Но судьба не дала ей шанса успокоиться. Уже на следующее утро Настю посетила тревожная мысль. Пришла из ниоткуда, выскочила, как чёрт из табакерки, и заставила замереть в плохом предчувствии. А всё началось с Сашкиных роз. Настя проснулась утром и никак не могла понять, почему ей не по себе. Никогда раньше не замечала, что у роз такой сильный, приторный аромат. Он её буквально преследовал. Настя даже окно нараспашку открыла, дверь в комнату распахнула, надеясь, что сквозняком запах выдует. Потом унесла вазу с цветами в комнату родителей, дверь плотно закрыла, но всё равно пахло. Такое ощущение, что вся квартира пропахала ароматом роз. Сначала подумала, что Сашка, наверное, купил какую-нибудь подделку. По телевизору ведь чего только не показывают: и духами цветы поливают, чтобы пахли лучше, и головки к стеблям булавками прикалывают. Дошло до того, что её затошнило, да так сильно, что она даже позавтракать не смогла. Хотела уже выкинуть цветы, отнести их на помойку, лишь бы только прекратить это мучение. Но, конечно же, не пошла никуда, цветы-то от любимого человека, и поэтому Настя заперлась в своей комнате и почти час пролежала на диване, надеясь, что тошнота утихнет. Она утихла. Но когда прошла тошнота, пришла эта мысль. Настя на диване села, понимая, что не может дышать, а в уме уже начала числа складывать. Считала дни, оказалось, что их прошло много. Слишком много. Невероятно много. А она, со всеми этими проблемами, переживаниями, возвращениями Аверина и попытками наладить их отношения, совсем забыла и вовремя не спохватилась. Но оставалась ещё надежда… И один веский довод: не может с ней такого произойти, это было бы слишком несправедливо!

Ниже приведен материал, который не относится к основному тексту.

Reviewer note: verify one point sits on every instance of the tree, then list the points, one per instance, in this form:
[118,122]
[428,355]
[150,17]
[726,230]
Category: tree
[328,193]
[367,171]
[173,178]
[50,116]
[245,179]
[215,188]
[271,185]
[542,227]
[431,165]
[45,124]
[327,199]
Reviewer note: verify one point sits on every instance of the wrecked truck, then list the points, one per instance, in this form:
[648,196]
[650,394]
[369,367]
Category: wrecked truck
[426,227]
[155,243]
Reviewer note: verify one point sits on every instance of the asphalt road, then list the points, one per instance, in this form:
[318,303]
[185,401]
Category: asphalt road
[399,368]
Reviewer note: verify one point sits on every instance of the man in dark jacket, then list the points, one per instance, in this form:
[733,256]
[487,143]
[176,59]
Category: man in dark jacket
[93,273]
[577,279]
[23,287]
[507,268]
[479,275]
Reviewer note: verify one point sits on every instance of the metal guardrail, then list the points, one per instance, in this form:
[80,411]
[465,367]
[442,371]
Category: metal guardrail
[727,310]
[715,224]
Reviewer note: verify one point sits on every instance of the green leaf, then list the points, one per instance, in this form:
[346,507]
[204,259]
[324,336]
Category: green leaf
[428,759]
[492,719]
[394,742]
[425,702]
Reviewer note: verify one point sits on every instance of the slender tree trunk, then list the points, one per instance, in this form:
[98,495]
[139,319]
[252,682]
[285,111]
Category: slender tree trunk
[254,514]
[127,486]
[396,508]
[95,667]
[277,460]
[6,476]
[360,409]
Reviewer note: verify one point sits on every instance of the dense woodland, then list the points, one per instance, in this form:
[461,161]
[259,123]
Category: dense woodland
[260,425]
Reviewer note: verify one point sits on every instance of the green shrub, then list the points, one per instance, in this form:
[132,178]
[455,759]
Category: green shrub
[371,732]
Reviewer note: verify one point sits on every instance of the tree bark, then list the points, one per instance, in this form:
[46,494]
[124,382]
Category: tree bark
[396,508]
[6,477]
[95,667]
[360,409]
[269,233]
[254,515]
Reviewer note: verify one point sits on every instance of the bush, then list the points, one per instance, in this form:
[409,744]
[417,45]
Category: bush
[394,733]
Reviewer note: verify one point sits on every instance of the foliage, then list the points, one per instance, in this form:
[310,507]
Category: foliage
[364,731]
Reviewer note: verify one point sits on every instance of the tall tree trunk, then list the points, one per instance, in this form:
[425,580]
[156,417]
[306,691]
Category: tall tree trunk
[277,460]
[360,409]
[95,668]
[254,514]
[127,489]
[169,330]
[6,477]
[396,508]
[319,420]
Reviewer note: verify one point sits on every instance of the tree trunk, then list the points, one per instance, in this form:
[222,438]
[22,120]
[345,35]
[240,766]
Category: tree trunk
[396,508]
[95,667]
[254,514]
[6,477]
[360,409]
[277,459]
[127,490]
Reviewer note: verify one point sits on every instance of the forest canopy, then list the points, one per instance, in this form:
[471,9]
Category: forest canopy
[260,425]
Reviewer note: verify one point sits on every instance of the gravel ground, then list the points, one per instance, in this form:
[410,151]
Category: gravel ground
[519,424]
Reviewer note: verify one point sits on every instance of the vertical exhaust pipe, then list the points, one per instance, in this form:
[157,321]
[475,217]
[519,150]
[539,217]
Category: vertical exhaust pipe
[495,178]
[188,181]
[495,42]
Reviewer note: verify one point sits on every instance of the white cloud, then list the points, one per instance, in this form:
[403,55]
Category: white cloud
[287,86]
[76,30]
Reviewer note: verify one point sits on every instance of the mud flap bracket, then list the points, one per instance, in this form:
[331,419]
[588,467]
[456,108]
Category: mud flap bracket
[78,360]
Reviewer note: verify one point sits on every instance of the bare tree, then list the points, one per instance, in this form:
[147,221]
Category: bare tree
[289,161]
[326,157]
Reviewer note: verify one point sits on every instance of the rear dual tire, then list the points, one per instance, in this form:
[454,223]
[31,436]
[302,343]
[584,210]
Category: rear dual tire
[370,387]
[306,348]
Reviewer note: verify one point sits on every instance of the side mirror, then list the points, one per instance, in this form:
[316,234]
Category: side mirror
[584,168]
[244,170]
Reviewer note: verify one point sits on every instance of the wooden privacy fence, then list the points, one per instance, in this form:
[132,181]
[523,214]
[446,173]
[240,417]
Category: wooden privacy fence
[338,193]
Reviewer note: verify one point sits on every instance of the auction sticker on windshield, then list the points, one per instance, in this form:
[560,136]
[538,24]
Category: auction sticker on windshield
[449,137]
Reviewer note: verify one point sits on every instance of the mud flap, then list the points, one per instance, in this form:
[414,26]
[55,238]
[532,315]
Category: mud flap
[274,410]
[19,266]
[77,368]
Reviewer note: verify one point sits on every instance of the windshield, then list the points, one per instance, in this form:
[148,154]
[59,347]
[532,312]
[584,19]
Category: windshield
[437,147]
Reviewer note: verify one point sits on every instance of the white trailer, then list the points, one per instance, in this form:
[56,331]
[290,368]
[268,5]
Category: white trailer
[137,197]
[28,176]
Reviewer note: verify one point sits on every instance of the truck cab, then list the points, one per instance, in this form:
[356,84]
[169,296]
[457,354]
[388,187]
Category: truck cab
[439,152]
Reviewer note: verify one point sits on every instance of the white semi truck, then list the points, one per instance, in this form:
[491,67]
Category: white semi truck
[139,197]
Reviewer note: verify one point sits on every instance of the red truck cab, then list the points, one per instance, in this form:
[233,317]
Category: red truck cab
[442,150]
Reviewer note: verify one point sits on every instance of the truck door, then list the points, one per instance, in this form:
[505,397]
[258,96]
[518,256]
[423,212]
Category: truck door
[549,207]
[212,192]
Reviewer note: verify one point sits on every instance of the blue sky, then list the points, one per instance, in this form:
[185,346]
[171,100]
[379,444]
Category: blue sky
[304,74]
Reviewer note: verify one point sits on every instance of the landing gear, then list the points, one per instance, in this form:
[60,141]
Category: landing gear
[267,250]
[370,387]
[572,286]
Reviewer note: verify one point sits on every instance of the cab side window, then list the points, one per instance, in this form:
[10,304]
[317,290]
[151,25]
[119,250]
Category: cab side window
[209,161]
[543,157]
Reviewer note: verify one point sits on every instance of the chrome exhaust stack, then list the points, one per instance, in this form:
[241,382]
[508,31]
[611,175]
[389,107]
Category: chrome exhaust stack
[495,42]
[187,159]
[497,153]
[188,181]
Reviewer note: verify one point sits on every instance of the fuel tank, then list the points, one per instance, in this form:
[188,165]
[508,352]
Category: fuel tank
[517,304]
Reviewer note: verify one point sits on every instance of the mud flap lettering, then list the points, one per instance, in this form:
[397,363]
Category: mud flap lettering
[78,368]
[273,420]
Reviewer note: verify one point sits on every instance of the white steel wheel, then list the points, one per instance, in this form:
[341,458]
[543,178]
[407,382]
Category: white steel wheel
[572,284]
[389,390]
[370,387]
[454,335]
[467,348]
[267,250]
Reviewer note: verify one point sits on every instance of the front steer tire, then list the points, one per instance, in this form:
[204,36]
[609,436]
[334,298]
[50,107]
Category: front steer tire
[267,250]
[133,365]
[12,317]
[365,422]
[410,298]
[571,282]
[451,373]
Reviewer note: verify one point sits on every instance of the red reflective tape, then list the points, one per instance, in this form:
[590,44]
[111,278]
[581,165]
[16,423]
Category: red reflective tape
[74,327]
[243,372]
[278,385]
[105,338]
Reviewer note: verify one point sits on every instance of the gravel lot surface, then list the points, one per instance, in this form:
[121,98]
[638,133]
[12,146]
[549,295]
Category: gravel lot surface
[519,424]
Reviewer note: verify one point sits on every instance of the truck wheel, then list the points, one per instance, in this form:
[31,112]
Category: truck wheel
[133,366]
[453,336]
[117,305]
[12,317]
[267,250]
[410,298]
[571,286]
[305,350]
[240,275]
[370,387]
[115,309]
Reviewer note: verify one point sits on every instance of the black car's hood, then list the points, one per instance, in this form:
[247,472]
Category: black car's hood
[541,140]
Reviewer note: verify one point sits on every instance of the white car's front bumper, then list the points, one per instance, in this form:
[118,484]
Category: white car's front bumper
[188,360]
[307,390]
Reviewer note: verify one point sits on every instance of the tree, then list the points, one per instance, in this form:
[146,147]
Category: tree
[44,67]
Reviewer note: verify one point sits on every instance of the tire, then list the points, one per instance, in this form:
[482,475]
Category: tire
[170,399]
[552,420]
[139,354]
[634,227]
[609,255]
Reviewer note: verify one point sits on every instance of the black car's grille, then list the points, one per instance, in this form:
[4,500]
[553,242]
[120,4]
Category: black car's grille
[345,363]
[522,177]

Весь день Настя не могла успокоиться. И сказать никому не могла, всё ещё надеясь, что это ошибка. Саша пригласил её в кино, в кафе, просто прогуляться, воскресенье ведь, а ему вечером уезжать, и Настя не смогла ему отказать. Но настроение было на нуле. Изо всех сил старалась этого не показать, улыбалась, кивала, но всё больше молчала и к себе прислушивалась. Изменилось в ней что-то или нет? Тошнит ли? Не тошнило, но в кафе, глядя, как Сашка ест, понимала, что у неё аппетита нет.

— Не понравилось? Давай что-нибудь другое закажу? — Аверин изо всех сил старался ей угодить.

Настя обвела зал потерянным взглядом.

— А здесь есть молочные коктейли?

Саша с готовностью кивнул.

— Вроде есть, пойду закажу. — Из-за стола поднялся, а Настя его расстроенным взглядом проводила. И в который раз мысленно вопрос себе задала: а если правда, что делать?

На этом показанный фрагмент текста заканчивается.